Su método no era el nuestro. Nosotros, herederos de los códigos, buscamos una ley general para deducir la solución a un caso particular. Ellos hacían lo contrario. Partían del problema, del caso concreto que la vida les ponía en frente, y a partir de ahí, razonando “de caso a caso”, construían la regla. Era, como lo describe la academia, el ejercicio de una “racionalidad secularizada”, un arte de argumentar con lógica y claridad, sin necesidad de invocar a los dioses ni a los reyes.
Estudiar ese método es aprender a pensar como un verdadero jurista: no a recitar normas de memoria, sino a sentir el Derecho como un problema vivo que exige una solución justa y razonada.
El secreto que guardaba la toga
Y aquí llegamos a un secreto a voces, a una verdad que nuestros tiempos de leyes y decretos han querido olvidar: una cosa es el Derecho (ius) y otra muy distinta es la ley (lex).
El ius era el saber de los prudentes, la creación de los juristas que buscaban la justicia en el caso concreto, legitimados por su sabiduría (auctoritas). La lex, en cambio, era el mandato del poder político, la orden del que gobierna, legitimada por la fuerza (imperium). Roma nos enseña que el Derecho, el verdadero, nace de la sabiduría, no del poder.
Estudiar sus textos es, entonces, un ejercicio de crítica. Es aprender a leer entre líneas y entender que detrás de la aparente neutralidad de una norma se esconden relaciones de poder, la historia de una familia, la posición de una mujer en una sociedad patriarcal. Es usar la historia para tomar distancia de nuestro propio presente y preguntarnos si todo lo que llamamos “ley” es verdaderamente “derecho”.
El último testamento de un imperio moribundo
Y uno pensaría que, con la caída del Imperio, este derecho se habría muerto para siempre. Pero no. Resulta que el fantasma dejó un testamento, y sus cláusulas siguen vigentes.
El secreto de su increíble viaje a través del tiempo, el secreto de su universalidad, parece residir en que era un “derecho de la pura razón”, con un “alto grado de abstracción” que le permitía ser aplicado a cualquier forma de sociedad. Por eso, de manera insólita, la China de hoy lo estudia con fervor para construir su propio código civil.
Y no solo allá, en la vieja Europa que busca unificarse, donde este derecho ofrece el “sustrato común” para que un jurista de Lisboa pueda entender a uno de Berlín. Ocurre que ese mismo fantasma, de polizón en los barcos de los conquistadores y en los códigos de los libertadores, cruzó el Atlántico.

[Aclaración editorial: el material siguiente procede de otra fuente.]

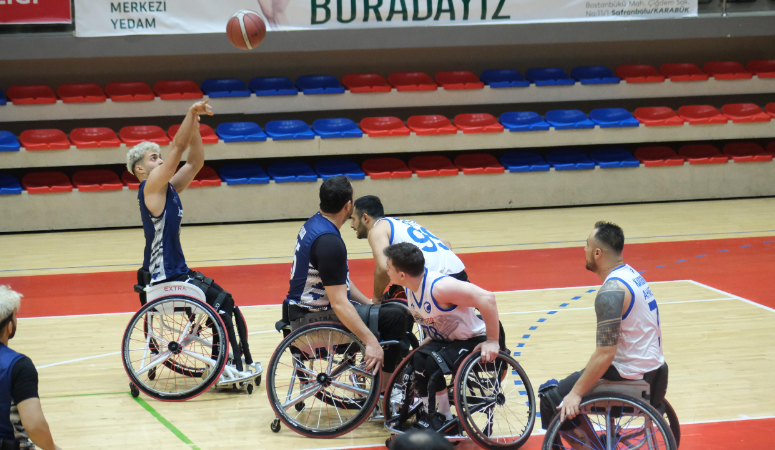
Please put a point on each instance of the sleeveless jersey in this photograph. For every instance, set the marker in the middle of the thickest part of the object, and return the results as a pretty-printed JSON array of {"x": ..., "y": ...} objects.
[
  {"x": 438, "y": 258},
  {"x": 163, "y": 254},
  {"x": 640, "y": 346},
  {"x": 306, "y": 288},
  {"x": 458, "y": 323}
]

Llegó a nuestra América del Sur, a esta tierra de leyes nuevas, y se quedó a vivir para siempre en el corazón de nuestros códigos civiles, desde la Patagonia hasta el Caribe. Aún hoy, el interés que despierta en toda América Latina es prueba de su vigencia. Se alaba en él un “principio de economía”: la elegancia de usar pocas herramientas para resolver muchos problemas, todo lo contrario, a nuestra inflación legislativa de hoy.

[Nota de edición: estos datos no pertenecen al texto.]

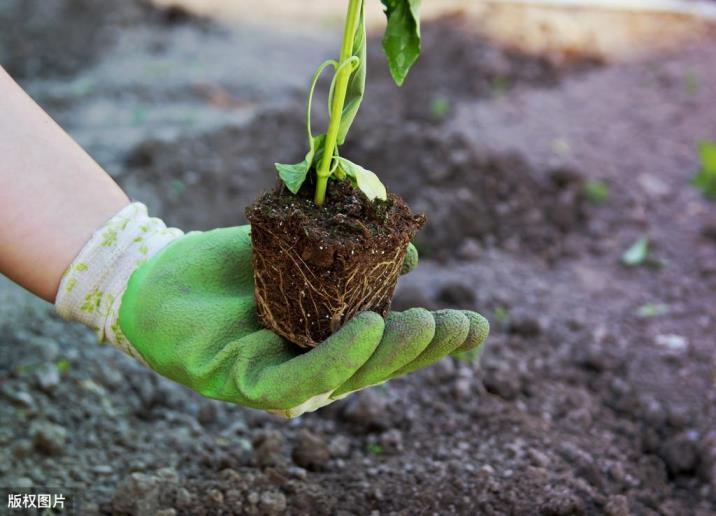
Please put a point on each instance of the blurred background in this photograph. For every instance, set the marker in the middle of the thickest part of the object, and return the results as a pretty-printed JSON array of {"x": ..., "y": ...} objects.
[{"x": 553, "y": 146}]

Así que, cuando ese muchacho en la biblioteca cierre su libro polvoriento, quizás ya no se sienta tan perdido. Quizás entienda que no estaba estudiando a unos muertos, sino conversando con un fantasma muy vivo. Un fantasma que le ha enseñado que el Derecho es más que leyes, que es un método para pensar, una herramienta para la crítica y una tradición de razón que es nuestro mejor legado contra la arbitrariedad del poder. Y esa, carajo, es una lección que vale la pena aprender, hoy más que nunca.